Hunderte Tierschützer protestierten gegen Jagd in der Wiener Innenstadt.

Die Jagd hat für ihre Existenz keine wissenschaftliche Basis mehr. Ganz im Gegenteil. Sie schadet der Natur und Umwelt. Selbst die Jäger wissen, dass es für sie 5 vor 12 steht. 

Forderung an die Regierung:
Die Jagd soll durch das Bundestierschutzgesetz geregelt werden



250 Tierschützer und Naturfreunde aus ganz Österreich und sogar aus Deutschland kamen nach Wien zur 1. bundesweiten Anti-Jagd-Demo.

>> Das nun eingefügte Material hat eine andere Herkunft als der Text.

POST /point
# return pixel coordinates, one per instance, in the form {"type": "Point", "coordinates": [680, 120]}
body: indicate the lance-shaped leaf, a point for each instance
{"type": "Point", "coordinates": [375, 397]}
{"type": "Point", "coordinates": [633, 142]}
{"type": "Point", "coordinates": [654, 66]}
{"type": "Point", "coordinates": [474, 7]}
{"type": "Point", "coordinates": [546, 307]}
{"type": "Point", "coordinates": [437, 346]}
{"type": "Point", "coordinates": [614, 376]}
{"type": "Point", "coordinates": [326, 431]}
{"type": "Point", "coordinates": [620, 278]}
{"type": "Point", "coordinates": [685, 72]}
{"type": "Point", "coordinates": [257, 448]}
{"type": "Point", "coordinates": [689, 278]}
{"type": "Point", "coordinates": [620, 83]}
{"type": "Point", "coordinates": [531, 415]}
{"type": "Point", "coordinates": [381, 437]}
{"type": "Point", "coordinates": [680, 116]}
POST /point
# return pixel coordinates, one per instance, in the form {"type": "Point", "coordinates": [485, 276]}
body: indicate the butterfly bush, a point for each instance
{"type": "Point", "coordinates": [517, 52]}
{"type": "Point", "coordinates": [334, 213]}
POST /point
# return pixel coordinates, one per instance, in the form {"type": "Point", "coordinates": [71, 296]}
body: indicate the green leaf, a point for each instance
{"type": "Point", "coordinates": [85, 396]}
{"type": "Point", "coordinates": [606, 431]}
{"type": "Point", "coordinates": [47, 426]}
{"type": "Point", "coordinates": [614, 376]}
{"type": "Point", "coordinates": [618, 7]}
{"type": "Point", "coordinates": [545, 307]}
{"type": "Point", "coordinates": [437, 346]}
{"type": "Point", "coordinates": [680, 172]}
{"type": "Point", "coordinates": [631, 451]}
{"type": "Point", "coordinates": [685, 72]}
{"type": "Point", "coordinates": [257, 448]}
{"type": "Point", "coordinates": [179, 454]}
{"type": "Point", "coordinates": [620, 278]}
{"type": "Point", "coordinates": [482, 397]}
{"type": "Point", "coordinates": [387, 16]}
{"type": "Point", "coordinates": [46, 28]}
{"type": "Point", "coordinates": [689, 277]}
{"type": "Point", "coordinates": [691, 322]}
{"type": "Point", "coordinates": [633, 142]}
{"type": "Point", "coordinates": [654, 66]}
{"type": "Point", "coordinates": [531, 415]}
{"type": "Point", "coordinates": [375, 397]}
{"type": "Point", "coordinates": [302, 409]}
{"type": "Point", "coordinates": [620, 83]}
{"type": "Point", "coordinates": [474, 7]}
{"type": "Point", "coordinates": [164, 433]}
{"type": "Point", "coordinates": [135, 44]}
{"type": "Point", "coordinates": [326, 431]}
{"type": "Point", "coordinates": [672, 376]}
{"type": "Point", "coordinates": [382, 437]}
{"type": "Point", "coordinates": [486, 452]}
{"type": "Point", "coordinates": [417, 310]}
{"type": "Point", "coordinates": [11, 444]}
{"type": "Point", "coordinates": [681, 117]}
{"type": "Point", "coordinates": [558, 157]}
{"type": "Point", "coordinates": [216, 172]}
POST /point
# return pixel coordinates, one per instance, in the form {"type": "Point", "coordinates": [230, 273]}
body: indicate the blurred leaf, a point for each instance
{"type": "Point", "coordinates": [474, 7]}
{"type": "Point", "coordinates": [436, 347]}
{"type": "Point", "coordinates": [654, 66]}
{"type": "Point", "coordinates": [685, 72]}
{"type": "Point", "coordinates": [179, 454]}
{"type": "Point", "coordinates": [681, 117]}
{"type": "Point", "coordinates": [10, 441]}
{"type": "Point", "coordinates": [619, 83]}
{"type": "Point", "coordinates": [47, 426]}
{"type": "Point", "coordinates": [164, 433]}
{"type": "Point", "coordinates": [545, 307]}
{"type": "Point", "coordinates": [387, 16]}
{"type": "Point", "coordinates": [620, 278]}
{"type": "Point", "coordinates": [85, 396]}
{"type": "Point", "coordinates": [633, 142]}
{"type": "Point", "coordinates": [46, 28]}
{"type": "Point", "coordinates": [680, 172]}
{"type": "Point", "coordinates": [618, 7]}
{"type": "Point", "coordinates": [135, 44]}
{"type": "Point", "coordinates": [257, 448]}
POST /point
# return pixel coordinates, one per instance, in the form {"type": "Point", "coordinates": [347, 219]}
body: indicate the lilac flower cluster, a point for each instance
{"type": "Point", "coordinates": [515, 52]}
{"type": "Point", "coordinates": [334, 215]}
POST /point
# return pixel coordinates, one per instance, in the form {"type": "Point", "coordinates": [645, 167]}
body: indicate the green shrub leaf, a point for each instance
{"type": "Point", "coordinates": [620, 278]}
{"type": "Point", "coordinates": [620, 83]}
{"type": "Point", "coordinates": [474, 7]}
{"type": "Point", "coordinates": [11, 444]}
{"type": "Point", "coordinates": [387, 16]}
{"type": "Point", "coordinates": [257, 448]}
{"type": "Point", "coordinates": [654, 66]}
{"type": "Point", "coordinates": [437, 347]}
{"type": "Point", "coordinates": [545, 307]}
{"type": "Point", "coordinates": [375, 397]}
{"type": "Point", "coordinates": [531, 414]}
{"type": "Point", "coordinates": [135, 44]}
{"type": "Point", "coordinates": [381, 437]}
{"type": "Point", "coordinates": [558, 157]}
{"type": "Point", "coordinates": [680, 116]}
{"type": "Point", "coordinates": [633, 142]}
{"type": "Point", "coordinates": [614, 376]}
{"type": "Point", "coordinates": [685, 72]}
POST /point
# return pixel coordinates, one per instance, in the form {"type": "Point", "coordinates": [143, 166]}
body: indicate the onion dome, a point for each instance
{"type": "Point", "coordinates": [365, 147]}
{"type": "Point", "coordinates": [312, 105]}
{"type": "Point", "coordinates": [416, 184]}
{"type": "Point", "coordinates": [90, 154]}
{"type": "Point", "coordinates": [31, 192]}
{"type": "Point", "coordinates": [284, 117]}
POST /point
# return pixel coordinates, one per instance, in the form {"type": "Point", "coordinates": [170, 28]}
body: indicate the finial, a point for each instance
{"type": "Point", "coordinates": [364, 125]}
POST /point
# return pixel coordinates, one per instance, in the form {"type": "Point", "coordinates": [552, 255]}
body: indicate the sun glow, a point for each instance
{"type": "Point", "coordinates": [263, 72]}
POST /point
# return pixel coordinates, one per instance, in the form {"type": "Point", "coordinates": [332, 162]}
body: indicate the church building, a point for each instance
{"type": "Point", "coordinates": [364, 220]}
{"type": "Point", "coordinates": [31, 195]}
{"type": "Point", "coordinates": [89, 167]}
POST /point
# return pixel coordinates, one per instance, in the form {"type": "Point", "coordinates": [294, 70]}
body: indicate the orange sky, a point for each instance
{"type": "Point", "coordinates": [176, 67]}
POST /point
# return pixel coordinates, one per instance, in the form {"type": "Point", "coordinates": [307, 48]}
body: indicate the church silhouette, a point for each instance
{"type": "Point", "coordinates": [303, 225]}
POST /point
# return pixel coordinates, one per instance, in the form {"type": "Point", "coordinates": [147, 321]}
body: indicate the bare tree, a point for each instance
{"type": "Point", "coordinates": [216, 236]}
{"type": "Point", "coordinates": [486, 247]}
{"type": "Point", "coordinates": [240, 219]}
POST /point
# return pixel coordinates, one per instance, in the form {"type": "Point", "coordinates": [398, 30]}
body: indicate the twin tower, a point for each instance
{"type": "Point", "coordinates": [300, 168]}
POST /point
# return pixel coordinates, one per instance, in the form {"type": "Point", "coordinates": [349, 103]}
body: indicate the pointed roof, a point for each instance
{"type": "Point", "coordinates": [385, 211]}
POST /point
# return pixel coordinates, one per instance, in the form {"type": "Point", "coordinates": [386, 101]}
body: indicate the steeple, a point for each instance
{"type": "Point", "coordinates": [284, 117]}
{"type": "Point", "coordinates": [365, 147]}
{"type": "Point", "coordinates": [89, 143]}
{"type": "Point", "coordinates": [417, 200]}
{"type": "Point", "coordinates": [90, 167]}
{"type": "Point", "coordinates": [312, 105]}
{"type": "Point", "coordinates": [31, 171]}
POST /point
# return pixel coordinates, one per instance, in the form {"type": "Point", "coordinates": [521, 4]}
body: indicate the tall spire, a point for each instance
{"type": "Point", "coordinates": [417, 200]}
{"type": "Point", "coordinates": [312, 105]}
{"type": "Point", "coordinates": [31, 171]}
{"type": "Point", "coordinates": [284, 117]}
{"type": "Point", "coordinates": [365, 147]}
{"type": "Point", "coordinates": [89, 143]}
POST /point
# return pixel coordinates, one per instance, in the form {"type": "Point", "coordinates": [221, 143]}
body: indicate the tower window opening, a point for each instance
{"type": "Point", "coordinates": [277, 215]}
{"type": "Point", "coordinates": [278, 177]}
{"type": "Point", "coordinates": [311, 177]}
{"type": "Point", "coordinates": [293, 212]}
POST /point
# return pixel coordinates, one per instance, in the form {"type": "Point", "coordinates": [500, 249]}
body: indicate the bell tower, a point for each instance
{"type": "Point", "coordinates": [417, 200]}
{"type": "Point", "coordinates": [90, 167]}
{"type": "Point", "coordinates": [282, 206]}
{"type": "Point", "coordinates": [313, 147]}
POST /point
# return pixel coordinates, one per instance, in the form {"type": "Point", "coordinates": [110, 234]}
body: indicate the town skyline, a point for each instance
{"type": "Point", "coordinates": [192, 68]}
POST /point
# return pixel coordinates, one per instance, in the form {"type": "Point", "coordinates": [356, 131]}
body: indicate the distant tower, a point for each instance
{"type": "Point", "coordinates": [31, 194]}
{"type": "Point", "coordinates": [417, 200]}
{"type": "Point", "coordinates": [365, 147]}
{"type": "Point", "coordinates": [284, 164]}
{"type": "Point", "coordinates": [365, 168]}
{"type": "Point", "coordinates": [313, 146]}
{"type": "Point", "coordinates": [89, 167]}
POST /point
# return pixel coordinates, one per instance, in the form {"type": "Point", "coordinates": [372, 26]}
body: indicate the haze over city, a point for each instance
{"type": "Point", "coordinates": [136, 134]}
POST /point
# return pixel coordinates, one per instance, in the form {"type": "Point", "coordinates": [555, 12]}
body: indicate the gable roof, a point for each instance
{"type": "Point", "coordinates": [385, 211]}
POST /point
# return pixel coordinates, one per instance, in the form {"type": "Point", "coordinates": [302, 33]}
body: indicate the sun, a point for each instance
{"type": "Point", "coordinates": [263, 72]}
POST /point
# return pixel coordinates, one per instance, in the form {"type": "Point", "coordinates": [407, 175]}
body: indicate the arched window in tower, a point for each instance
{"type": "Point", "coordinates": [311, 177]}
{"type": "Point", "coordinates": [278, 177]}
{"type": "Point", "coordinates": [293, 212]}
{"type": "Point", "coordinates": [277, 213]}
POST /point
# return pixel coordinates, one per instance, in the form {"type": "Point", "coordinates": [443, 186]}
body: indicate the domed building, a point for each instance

Während des zweistündigen Demonstrationszuges, beginnend vom Westbahnhof über die Mariahilfer Strasse, Heldenplatz zum Stock im Eisenplatz wurden die Passanten über die Ungereimtheiten der Jägerschaft aufgeklärt. Das Publikumsecho war sehr positiv. Viele lauschten aufmerksam den Rednern. Viele schauten betroffen der mehrfach durchgeführten Tierperformance zu, die Jagdszenen nachstellte. Die dabei abgespielten Schußlaute gingen den Leuten augenscheinlich durch Mark und Bein.

Auf Plakaten und Transparenten waren zu lesen "Massaker in Wald und Flur", "Jagd ist feiger Mord", "Stoppt den Jagd-Terror", "Impotenz braucht Waffen", "Jagd ist Lust-Mord", …

Bei der Abschlußkundgebung am Stock im Eisenplatz sprachen Tierschützer über ihre Erfahrungen bei Treibjagden und über Details der Jägerlügen.

Einige Jäger holten sich interessiert Unterlagen vom Informationstand. Diskussionen gingen sie rasch aus dem Wege.

Passanten riefen den Demonstranten mehrfach spontan zustimmende Worte zu.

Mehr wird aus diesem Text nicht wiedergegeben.